I wish that I knew more about certain aspects of modern computer technology, espcially information-management aspects of technology. Examples of things that I wish I knew more about:
- Java.
- Ant.
- Eclipse, especially its automated refactoring tools.
- How to write a web page that doesn’t look like it was written a decade ago.
- Web pages that accept input.
- Web pages that are generated on the fly. By a trendy new language (i.e. not PHP); probably Ruby on Rails.
- XML.
- XSLT.
- RSS/Atom.
- Databases.
- FitNesse.
- Apache.
- Web services.
- Subversion.
- GUI creation and design.
- AJAX.
Also, there are things about my own information management that bother me. Examples:
- I give information that I’m interested in to others (e.g. book ratings to Amazon) without keeping a copy of such information myself.
- Book links in my blog are ugly, and point to an outside source.
- I’m using Windows to get at my iPod, and it’s not as easy as I’d like for me to edit both its contents and the presentation of its contents.
- It would be nice to keep (and make available) a list of books that I own or have recently read.
(Whenever the above says “book”, read “book / cd / video game / dvd.”) It would be nice to be able to fix some of these issues, while brushing up my agile development chops at the same time. (Especially in ways that they aren’t getting brushed up at work.)
Last winter break, I started on a project to address some of these issues. Which failed abortively, its only tangible output being a series of posts here on Java. Analyzing this with my finely honed agile management skills, what went wrong? Some things that I didn’t pay attention to:
- Sustainable Pace. Realistically, I won’t have any time during the week to program on this. (Plan, maybe, but not program.) If I’m lucky, I’ll have a couple of hours at a time in the weekend to program. When I started, I was using a technology that I was unfamiliar with (Java GUI programming); I had a free week to learn about this, which probably would have been enough if I hadn’t spent a lot of that time playing GTA instead of programming. Which was the right decision, but it meant that I never got the product to a useable state that week, even in embryonic form, and it was really hard to make further progress once work started up again. So this time, I have to plan all of my work to fit into two-hour chunks that I can work on every week or two.
- Frequent Releases. It would be even better if, at the end of each two-hour chunk, I could use the resulting functionality to do something new, that would be reflected on this web site.
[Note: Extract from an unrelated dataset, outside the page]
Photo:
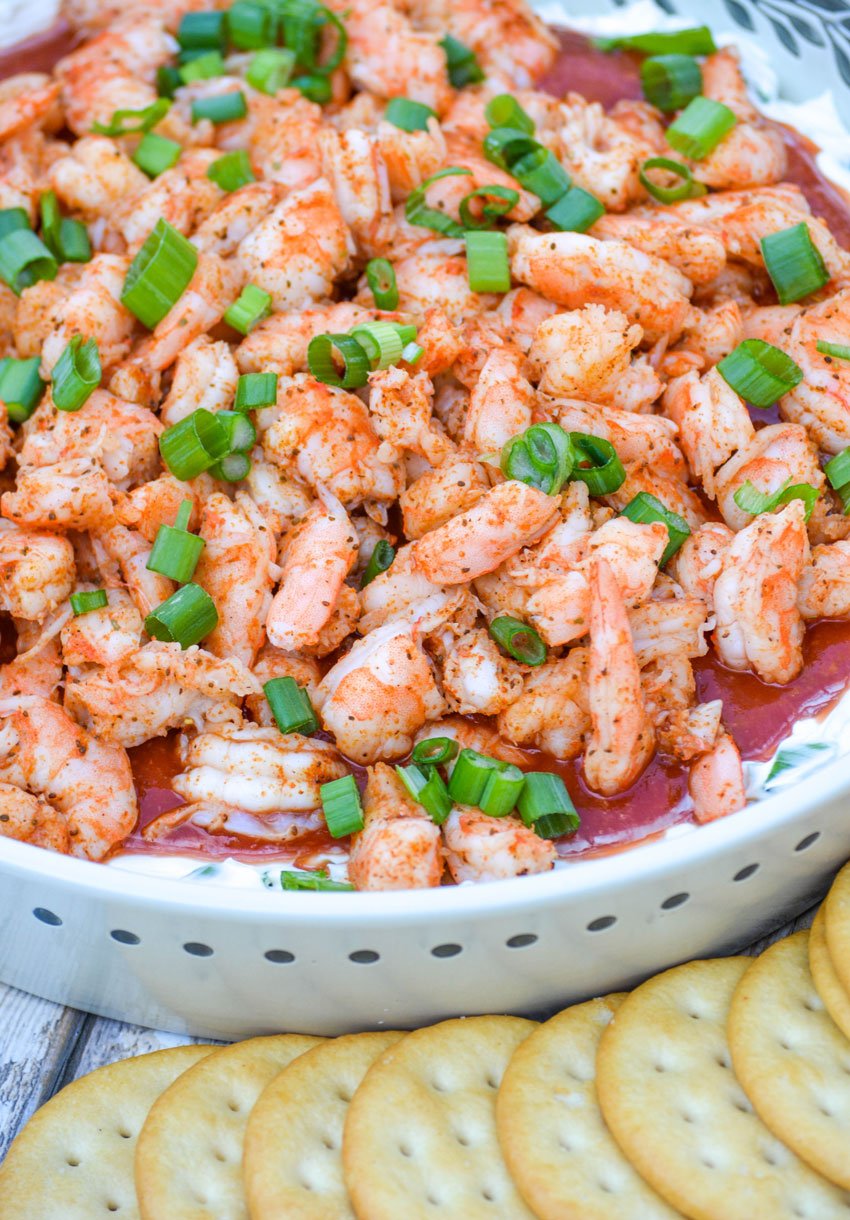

It would also be acceptable if there were changes that led to the same web site being produced in a different way: they wouldn’t be visible to the outside world, but they would have valuable for me in my Customer role (somebody who wants to produce a web page), not just me in my programmer role.
Putting these lessons together, I can’t get too hung up on the final technology that I’ll use. Which is probably correct for other reasons: eight months ago, I was thinking in terms of Java+XML as a final technology, while now Ruby+database seems more likely; once the implementation gets that far, my technological goals will probably have changed again! What I need to do, instead, is come up with an initial story that I can implement in two hours or less, that will result in a change that is visible on my web page, and that will hold up to potentially drastic technology changes under the surface.
If there’s a change on my web page, HTML will have to be generated; if I can carry it off in two hours, I will have to generate the web page by hand. (Or something morally equivalent, hard-coding strings into a program.) But it would be nice if, a year from now, the same link led to a web page that was generated on the fly, instead of a static web page. So let’s not have the link end in .html.
Fortunately, Apache has a tool (mod_rewrite) that allows you to manipulate how you generate HTML in response to a given URL. So there’s my first story: I’ll write a web page by hand, hide it somewhere on my web site, and learn enough about mod_rewrite so that the link http://www.bactrian.org/dbcdb/2 causes the contents of that web page to be generated. (The ‘2’ at the end instead of ‘1’ is because of the order in which I plan to implement the early stories.)
What shall I use to plan this? I’ll write up some stories, and put them somewhere, as well as a list of technical / planning tasks that don’t have direct Customer value that I’ll address as necessary to complete the stories effectively. I’ll ditch the concepts of iteration and releases, though: every story will be really short and lead to a release, so there’s no room for additional layers. Most of the Planning Game will go away. (I don’t think I’ll bother estimating my stories, either: I’ll just have a note as to whether or not I think it’s necessary to split them before implementing them.) No Pair Programming, obviously. Not much in the way of measurement artifacts, but I will make my list of completed stories available, with dates. And I’ll add a dbcdb category to this blog, so that I’ll feel embarrassed if I don’t work on this project enough to create posts that justify that category.
Hopefully I’ll implement the first story this weekend; if not, then next weekend. I’ll also try to get a few dozen initial stories written up over the next week or so. I’ve put up the list of motivations already; right now, it only contains information that’s in this post, but as I learn about more technologies (or stop caring about technologies), I’ll update it as appropriate.